The District of Saanich's declaration of a climate emergency in 2019 and adoption of its 2020 Climate Plan — targeting one hundred per cent renewable energy and a resilient community — reflected the environmental priorities of many Saanich South voters. The plan called for significant reductions in transportation emissions and building energy use, goals that intersected with ongoing debates about housing density, transit service, and the protection of green space within the riding. The NDP's CleanBC plan, released in December 2018, set province-wide emissions targets and introduced incentives for electric vehicles and building retrofits, but critics — particularly Green supporters — argued the plan lacked enforceable timelines and fell short of what the climate science demanded.

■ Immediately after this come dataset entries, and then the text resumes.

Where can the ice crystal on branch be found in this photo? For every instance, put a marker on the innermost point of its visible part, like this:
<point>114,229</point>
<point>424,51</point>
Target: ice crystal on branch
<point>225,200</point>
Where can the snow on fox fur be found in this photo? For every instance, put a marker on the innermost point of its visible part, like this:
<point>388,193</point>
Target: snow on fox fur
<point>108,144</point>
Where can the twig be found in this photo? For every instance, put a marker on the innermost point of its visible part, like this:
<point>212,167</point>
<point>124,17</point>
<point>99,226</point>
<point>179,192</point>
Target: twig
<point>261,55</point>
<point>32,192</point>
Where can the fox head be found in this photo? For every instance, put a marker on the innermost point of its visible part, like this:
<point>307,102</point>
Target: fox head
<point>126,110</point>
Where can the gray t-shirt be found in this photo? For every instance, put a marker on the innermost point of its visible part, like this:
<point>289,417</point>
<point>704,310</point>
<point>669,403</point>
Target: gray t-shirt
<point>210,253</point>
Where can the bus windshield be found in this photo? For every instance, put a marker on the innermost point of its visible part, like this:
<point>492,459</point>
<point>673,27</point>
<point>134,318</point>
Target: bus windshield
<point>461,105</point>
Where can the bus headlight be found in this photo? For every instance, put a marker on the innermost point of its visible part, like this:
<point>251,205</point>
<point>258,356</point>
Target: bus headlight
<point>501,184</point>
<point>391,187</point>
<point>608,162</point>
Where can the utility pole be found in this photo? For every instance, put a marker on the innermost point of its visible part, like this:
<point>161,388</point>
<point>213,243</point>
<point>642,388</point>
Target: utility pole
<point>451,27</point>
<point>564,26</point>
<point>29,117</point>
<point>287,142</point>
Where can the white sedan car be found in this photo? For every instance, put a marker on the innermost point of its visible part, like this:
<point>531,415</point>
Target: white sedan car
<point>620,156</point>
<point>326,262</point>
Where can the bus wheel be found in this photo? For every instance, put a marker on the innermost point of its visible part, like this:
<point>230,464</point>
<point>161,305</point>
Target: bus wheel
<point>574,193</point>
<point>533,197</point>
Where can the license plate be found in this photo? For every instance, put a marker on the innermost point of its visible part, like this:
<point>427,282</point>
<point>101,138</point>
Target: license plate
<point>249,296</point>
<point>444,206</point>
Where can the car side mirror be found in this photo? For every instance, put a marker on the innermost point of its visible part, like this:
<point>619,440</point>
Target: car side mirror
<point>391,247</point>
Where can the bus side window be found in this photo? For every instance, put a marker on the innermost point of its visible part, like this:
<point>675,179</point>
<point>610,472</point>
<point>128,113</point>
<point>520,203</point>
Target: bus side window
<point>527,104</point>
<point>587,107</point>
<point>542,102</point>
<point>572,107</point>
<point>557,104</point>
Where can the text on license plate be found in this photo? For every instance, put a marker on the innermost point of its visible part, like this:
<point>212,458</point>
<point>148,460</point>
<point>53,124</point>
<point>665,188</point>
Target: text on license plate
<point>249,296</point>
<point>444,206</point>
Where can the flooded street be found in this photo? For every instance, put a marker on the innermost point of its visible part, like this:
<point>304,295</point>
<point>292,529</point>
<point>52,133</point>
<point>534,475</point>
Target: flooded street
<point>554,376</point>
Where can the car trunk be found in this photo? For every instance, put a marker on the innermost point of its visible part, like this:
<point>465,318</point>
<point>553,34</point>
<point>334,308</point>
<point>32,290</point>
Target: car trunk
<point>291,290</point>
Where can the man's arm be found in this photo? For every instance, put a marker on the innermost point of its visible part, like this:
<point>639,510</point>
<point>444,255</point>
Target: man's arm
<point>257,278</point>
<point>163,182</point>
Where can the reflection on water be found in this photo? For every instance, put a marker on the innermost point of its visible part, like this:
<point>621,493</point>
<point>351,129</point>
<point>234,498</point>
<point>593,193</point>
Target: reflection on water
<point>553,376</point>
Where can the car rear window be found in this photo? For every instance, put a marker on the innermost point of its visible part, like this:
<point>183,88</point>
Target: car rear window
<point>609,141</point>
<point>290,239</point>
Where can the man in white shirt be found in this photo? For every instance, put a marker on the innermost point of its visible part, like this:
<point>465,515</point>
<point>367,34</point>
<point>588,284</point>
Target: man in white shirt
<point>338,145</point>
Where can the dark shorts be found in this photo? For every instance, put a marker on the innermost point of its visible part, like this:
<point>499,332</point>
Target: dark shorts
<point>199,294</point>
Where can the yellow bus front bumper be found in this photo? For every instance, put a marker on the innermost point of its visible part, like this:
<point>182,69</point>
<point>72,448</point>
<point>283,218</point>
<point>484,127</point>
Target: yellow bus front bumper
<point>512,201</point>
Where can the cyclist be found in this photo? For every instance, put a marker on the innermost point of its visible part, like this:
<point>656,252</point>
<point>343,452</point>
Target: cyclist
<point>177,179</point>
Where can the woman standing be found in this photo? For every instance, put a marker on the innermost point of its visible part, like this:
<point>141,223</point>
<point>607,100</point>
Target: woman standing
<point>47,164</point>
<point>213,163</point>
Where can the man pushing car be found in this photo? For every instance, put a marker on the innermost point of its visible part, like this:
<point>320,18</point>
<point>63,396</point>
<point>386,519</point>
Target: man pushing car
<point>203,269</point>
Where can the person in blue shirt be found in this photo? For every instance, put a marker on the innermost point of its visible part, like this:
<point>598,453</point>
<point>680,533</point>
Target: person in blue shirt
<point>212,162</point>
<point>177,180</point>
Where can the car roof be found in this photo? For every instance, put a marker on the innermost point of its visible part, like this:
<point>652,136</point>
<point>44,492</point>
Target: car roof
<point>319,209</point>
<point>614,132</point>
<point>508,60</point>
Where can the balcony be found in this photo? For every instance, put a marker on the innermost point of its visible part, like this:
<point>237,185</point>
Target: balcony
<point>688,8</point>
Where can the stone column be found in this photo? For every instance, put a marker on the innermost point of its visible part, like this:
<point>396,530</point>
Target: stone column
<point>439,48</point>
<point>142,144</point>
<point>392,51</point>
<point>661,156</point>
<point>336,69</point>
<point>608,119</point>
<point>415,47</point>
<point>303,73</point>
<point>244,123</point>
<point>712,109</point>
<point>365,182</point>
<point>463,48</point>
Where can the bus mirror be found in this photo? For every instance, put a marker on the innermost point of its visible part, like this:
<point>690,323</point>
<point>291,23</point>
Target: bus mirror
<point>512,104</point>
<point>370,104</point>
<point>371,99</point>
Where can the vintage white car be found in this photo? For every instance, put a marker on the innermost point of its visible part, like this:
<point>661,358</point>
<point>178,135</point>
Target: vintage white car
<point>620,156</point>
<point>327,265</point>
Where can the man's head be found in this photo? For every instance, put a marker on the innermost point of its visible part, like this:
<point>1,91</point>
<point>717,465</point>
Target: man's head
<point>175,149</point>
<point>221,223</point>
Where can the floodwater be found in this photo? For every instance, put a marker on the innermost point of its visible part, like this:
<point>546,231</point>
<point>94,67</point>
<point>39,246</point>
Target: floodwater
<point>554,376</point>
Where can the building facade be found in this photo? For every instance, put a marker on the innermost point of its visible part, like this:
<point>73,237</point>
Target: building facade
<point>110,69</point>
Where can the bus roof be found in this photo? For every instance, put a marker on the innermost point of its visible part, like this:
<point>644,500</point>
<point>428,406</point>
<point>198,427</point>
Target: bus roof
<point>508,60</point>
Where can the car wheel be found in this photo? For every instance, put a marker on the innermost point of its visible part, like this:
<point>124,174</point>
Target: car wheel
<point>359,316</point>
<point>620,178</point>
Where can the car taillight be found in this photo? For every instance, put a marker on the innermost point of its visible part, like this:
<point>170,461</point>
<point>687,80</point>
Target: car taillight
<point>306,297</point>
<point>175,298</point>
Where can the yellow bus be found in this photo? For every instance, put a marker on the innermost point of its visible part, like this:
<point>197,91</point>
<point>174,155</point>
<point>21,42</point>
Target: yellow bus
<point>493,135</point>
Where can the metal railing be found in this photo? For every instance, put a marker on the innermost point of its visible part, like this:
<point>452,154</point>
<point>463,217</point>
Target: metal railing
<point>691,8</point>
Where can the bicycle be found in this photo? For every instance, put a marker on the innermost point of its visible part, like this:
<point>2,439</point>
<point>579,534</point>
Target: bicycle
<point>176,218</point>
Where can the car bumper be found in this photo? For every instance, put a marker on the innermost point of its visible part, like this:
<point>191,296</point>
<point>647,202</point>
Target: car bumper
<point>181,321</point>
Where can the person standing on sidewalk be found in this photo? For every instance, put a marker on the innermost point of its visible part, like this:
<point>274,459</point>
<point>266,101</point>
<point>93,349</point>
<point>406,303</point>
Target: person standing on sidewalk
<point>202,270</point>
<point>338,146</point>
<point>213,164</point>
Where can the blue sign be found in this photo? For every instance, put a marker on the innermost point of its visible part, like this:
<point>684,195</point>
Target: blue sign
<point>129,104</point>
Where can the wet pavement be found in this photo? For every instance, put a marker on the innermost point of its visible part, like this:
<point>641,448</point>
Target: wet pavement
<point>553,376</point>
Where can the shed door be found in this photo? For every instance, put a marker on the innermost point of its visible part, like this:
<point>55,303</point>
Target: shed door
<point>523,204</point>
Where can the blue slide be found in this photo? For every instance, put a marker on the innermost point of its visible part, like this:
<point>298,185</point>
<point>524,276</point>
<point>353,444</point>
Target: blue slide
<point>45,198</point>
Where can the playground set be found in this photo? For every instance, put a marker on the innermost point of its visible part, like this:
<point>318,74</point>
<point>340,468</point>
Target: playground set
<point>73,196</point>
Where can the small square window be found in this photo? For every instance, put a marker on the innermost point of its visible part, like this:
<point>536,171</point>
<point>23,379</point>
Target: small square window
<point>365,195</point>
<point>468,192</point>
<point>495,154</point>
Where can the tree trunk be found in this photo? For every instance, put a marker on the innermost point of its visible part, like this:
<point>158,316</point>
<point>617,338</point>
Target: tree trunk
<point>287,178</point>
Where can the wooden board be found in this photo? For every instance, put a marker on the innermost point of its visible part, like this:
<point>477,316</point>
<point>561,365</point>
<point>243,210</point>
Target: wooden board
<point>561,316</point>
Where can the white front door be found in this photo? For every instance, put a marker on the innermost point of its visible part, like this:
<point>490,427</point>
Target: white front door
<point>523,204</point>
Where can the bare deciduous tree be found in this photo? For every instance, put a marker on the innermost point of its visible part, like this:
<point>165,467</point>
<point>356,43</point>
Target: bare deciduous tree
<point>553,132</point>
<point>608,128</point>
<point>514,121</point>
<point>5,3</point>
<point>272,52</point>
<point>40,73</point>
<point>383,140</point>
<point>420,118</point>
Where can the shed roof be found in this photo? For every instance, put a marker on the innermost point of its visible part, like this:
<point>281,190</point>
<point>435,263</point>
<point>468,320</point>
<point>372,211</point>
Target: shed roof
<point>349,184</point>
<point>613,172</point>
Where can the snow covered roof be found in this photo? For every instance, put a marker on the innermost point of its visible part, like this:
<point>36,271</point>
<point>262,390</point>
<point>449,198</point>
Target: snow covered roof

The COVID-19 pandemic raised heightened concerns about seniors' care in a riding with an aging population. Reports of outbreaks in long-term care facilities across British Columbia focused public attention on staffing levels, infection control protocols, and the reliance on part-time workers who moved between multiple care homes. British Columbia recorded over 1,700 illicit drug toxicity deaths in 2020 — a seventy-four per cent increase over 2019 — and the crisis touched communities across the Capital Regional District, generating discussion about the need for treatment beds and community-based mental health services even in suburban ridings like Saanich South.